En realidad, los cuerpos apretados habían elevado la temperatura de la cubierta inferior al máximo desde que el
Erebus
empezó a quemar grandes cantidades de carbón y enviar al agua caliente por sus tuberías de calefacción, seis meses antes. Fitzjames también había intentado iluminar aquel lugar, habitualmente oscuro y ahumado, quemando aceite del barco a un ritmo frenético en no menos de diez lámparas colgadas que iluminaban el espacio más brillantemente que cualquier luz del sol que hubiese podido colarse a través de las claraboyas patentadas Preston que tenían sobre sus cabezas, más de dos años antes.
Los tripulantes hacían vibrar las oscuras vigas de roble con sus cánticos. A los marineros, Crozier lo sabía por sus más de cuarenta años de experiencia, les gustaba cantar en casi cualquier circunstancia. Incluso durante el oficio religioso, si todo lo demás fallaba. Crozier podía ver la parte superior de la cabeza del ayudante de calafatero Cornelius Hickey entre la multitud, mientras junto a él, agachado de tal modo que su cabeza y sus hombros no tocasen las vigas que tenía por encima, estaba el idiota gigantesco Magnus Manson, que aullaba el himno con un vozarrón tan desafinado que convertía los crujidos del hielo en el exterior en sonidos casi armónicos. Los dos compartían uno de los baqueteados libros de himnos que el sobrecargo Osmer les había tendido.

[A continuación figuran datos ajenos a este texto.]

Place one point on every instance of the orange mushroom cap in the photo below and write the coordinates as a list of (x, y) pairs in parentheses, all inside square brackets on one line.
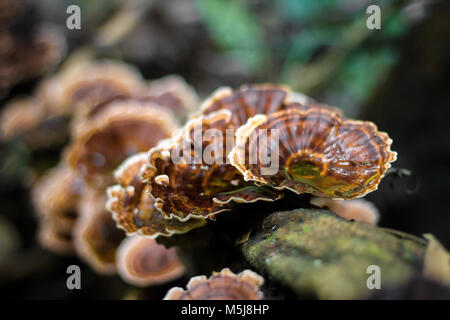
[(143, 262), (109, 137), (133, 208), (319, 152)]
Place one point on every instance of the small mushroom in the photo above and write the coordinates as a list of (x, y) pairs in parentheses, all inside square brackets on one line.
[(132, 207), (223, 285), (319, 152), (95, 235), (55, 196), (108, 138), (143, 262), (356, 209)]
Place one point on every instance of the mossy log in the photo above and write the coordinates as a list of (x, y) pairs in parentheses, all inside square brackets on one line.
[(316, 254)]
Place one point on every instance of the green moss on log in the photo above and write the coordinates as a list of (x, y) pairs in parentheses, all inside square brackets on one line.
[(318, 254)]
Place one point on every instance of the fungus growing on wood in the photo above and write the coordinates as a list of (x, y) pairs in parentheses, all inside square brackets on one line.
[(223, 285), (186, 186), (109, 137), (356, 209), (143, 262), (319, 152), (133, 208)]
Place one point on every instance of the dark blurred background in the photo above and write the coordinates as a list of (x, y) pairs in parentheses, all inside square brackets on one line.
[(397, 77)]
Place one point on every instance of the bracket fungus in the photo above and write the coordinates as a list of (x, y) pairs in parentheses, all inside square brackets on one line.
[(133, 208), (55, 196), (319, 152), (143, 262), (223, 285), (109, 137), (190, 187), (86, 84), (95, 235)]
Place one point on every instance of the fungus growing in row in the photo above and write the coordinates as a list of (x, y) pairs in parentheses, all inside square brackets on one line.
[(356, 209), (143, 262), (95, 235), (206, 188), (190, 187), (132, 207), (319, 152), (223, 285), (109, 137)]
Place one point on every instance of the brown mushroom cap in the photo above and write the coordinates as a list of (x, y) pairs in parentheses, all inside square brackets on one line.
[(356, 209), (223, 285), (133, 208), (143, 262), (320, 152), (104, 141), (184, 188), (96, 237)]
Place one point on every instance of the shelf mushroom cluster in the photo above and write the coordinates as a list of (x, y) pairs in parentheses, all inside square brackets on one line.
[(115, 114), (223, 285), (320, 152)]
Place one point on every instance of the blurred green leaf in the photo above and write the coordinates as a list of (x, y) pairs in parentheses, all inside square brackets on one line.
[(303, 10), (235, 30)]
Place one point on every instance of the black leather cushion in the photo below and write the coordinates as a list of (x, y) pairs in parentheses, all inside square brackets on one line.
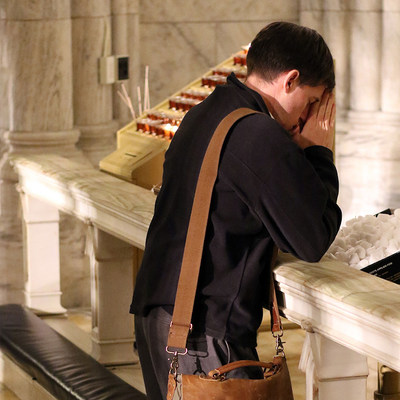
[(62, 368)]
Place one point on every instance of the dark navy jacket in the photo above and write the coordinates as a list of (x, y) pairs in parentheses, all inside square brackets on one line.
[(267, 190)]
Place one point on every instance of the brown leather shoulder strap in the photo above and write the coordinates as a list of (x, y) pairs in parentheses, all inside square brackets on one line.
[(187, 284)]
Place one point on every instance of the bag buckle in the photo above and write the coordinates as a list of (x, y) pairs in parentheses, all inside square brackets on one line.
[(279, 345)]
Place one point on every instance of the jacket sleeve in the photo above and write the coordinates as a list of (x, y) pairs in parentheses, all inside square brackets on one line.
[(292, 191)]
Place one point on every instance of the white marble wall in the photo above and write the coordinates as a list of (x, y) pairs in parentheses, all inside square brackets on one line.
[(182, 39), (49, 87)]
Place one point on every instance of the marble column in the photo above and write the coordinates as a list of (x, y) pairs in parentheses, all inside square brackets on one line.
[(365, 55), (336, 33), (93, 109), (311, 12), (390, 96), (36, 110), (125, 34)]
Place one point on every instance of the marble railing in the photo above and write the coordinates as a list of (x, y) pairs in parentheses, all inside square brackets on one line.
[(348, 314)]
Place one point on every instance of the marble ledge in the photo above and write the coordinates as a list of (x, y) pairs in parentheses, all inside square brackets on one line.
[(353, 291), (81, 190)]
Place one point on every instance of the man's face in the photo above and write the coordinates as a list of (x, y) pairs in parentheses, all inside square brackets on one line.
[(295, 106)]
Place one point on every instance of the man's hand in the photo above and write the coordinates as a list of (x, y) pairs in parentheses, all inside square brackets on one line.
[(319, 127)]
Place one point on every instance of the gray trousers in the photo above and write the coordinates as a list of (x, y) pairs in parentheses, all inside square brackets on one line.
[(205, 353)]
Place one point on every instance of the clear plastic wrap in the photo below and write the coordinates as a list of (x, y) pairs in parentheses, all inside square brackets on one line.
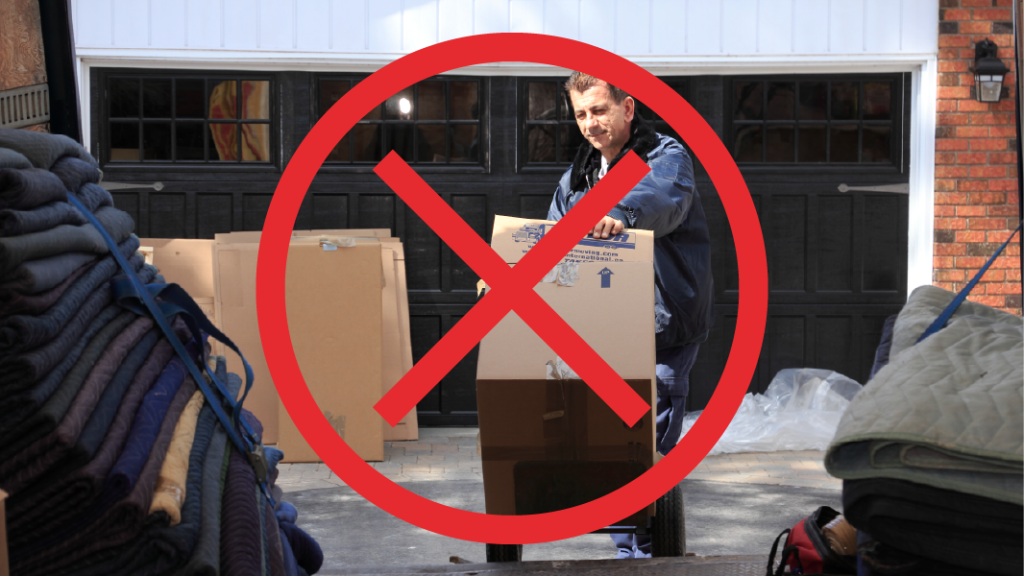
[(800, 410)]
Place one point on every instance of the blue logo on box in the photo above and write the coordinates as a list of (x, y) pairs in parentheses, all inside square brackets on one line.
[(534, 233)]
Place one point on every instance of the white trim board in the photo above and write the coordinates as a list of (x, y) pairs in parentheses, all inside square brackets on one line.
[(922, 67)]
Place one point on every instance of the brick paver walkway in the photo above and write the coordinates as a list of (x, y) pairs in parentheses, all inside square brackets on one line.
[(451, 454)]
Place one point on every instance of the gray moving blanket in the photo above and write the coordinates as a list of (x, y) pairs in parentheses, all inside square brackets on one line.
[(945, 412)]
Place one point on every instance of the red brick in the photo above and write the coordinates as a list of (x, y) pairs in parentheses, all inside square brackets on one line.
[(953, 41), (972, 158), (976, 28), (949, 275), (1004, 288), (973, 106), (971, 211), (950, 171), (953, 92), (988, 171), (949, 198), (988, 144), (949, 249), (1005, 262), (988, 197), (950, 223), (1007, 210), (987, 223), (953, 66), (950, 144), (1006, 186), (994, 301), (1003, 158), (989, 119), (972, 186), (973, 132), (951, 79), (970, 237), (971, 262), (994, 276)]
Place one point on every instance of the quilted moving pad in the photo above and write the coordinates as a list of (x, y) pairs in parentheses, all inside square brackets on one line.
[(945, 412)]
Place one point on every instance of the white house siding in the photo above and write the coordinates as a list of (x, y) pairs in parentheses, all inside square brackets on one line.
[(668, 37)]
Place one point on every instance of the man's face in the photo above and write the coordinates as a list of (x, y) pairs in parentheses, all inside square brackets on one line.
[(603, 122)]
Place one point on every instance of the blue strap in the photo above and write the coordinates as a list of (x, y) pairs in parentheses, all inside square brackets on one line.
[(139, 298), (943, 318)]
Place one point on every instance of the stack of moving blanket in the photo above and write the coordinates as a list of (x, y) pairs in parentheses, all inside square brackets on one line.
[(932, 449), (114, 459)]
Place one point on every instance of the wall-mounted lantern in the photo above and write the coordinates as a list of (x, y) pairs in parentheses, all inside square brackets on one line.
[(988, 72)]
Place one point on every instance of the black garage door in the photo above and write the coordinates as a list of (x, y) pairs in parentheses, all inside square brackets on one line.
[(217, 141)]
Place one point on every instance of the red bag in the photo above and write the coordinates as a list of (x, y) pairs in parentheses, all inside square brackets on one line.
[(807, 552)]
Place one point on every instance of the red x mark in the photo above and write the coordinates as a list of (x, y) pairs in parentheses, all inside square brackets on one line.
[(511, 289)]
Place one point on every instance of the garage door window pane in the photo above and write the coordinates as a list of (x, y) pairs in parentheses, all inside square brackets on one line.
[(541, 105), (465, 144), (750, 100), (812, 144), (779, 145), (431, 100), (124, 141), (843, 142), (749, 144), (876, 142), (188, 98), (157, 98), (781, 100), (465, 100), (255, 142), (878, 100), (256, 99), (367, 142), (124, 97), (541, 142), (844, 100), (188, 137), (813, 100), (431, 142), (157, 140), (399, 138), (223, 141)]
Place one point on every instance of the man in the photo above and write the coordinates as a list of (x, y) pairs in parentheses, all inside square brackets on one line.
[(667, 202)]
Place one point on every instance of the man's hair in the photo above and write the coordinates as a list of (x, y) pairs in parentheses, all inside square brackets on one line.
[(580, 82)]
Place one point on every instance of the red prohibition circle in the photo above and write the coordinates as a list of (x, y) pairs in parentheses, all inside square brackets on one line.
[(272, 317)]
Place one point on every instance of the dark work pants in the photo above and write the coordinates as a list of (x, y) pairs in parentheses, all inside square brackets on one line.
[(673, 371)]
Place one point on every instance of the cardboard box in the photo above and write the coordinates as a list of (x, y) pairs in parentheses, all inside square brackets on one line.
[(4, 562), (397, 342), (551, 444), (335, 316)]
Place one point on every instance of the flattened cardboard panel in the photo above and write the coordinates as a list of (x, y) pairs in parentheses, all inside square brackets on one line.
[(235, 305), (513, 237), (335, 319), (183, 261), (626, 290)]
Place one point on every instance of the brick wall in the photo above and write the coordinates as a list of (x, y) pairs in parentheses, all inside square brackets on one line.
[(976, 196)]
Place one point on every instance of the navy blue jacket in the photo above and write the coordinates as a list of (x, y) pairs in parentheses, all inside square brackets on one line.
[(666, 201)]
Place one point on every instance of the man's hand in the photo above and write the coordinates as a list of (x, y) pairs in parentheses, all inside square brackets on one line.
[(607, 227)]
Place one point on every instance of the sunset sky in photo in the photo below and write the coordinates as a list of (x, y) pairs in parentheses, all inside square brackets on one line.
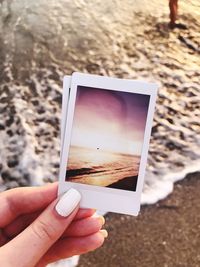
[(109, 120)]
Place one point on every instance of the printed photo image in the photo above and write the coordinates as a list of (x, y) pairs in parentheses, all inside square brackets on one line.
[(107, 138)]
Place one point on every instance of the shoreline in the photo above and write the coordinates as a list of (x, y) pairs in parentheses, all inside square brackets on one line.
[(164, 234)]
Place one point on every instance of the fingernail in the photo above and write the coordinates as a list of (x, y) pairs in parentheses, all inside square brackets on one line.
[(68, 202), (104, 233), (101, 219)]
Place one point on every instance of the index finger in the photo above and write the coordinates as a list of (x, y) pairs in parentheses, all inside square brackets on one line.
[(24, 200)]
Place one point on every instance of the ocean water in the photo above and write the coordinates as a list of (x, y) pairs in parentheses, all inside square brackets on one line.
[(40, 42), (101, 168)]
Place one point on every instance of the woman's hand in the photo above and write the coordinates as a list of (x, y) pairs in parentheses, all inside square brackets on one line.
[(33, 233)]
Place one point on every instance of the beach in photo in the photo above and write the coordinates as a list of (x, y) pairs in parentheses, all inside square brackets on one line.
[(107, 138)]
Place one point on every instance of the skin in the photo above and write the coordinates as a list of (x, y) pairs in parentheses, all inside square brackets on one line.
[(33, 234)]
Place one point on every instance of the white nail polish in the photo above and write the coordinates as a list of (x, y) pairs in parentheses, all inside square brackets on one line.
[(68, 202)]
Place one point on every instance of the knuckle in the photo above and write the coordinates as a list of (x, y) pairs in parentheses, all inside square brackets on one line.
[(44, 231)]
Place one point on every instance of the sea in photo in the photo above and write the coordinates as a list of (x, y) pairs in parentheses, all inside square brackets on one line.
[(102, 168)]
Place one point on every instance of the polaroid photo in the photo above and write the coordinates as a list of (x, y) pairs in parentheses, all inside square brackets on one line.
[(105, 141), (65, 98)]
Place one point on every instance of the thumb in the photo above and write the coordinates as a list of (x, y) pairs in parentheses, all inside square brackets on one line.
[(28, 247)]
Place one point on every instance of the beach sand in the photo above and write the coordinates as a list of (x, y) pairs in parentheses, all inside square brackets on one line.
[(163, 235)]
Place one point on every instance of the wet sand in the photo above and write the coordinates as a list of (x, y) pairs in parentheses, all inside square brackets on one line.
[(127, 183), (163, 235)]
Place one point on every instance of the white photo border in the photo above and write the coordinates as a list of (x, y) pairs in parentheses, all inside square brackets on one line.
[(98, 197)]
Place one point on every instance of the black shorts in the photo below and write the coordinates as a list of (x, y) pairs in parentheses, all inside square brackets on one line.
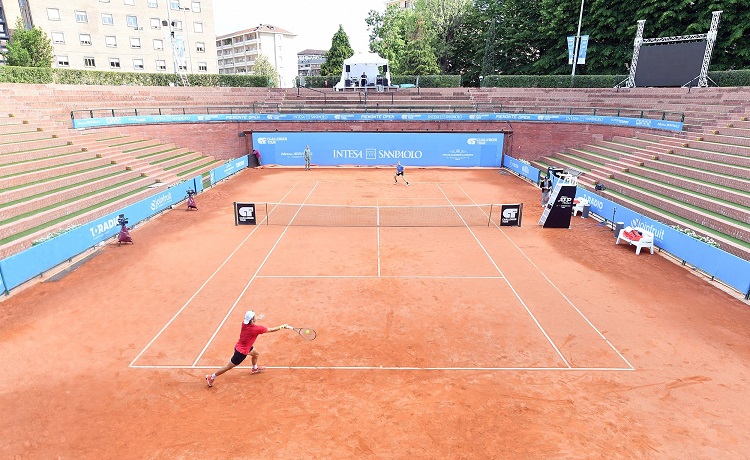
[(239, 357)]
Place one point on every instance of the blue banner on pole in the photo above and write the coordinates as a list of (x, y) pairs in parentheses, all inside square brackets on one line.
[(571, 49), (582, 49)]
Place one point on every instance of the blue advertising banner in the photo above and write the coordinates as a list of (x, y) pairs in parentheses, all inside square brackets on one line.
[(371, 149), (23, 266), (571, 48), (227, 169), (729, 268), (589, 119), (521, 168), (582, 49)]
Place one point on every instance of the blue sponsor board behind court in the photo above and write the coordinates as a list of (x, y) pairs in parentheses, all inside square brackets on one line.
[(372, 149), (249, 117)]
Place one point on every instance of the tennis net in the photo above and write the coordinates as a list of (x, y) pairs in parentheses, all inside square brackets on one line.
[(326, 215)]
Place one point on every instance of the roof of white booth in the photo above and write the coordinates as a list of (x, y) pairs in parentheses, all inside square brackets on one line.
[(366, 58)]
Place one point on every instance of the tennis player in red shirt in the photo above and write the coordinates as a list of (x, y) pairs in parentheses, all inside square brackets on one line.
[(249, 332)]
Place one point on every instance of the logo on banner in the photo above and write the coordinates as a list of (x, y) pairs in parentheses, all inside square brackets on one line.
[(510, 215), (244, 213)]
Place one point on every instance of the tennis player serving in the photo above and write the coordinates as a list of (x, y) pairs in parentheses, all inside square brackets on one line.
[(399, 172), (248, 334)]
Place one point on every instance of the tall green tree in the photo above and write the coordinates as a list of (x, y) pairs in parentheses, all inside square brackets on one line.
[(264, 68), (29, 47), (339, 51)]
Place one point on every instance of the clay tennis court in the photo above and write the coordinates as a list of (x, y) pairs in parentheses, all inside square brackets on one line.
[(461, 341)]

Finalmente acabaron los cánticos y se oyó un rumor de roce de pies, unas toses y unas gargantas que se aclaraban. El aire olía a pan recién hecho, porque el señor Diggle había acudido unas horas antes para ayudar al cocinero del
Erebus,
Richard Wall, a preparar unas galletas. Crozier y Fitzjames habían decidido que valía la pena gastar aquel extra de carbón, harina y aceite de lámparas en aquel día especial, si aquello ayudaba a levantar la moral de los hombres. Los dos meses más oscuros del invierno ártico estaban todavía por llegar.
Era ya el momento de los dos sermones. Fitzjames se había afeitado y empolvado cuidadosamente y había permitido a su mozo personal, el señor Hoar, que le entallase un poco el chaleco, que le venía grande, así como los pantalones y la chaqueta, de modo que ahora parecía tranquilo y apuesto con su uniforme y sus brillantes charreteras. Sólo Crozier, que estaba junto a él, veía que las manos pálidas de Fitzjames se cerraban y se abrían mientras colocaba su Biblia personal en el pulpito y la abría en los Salmos.
—La lectura de hoy
zerá
del
Taimo
cuarenta y
zeiz
—dijo el capitán Fitzjames.
Crozier hizo un gesto imperceptible de dolor ante el ceceo de clase alta que se había hecho más ostensible debido a la tensión.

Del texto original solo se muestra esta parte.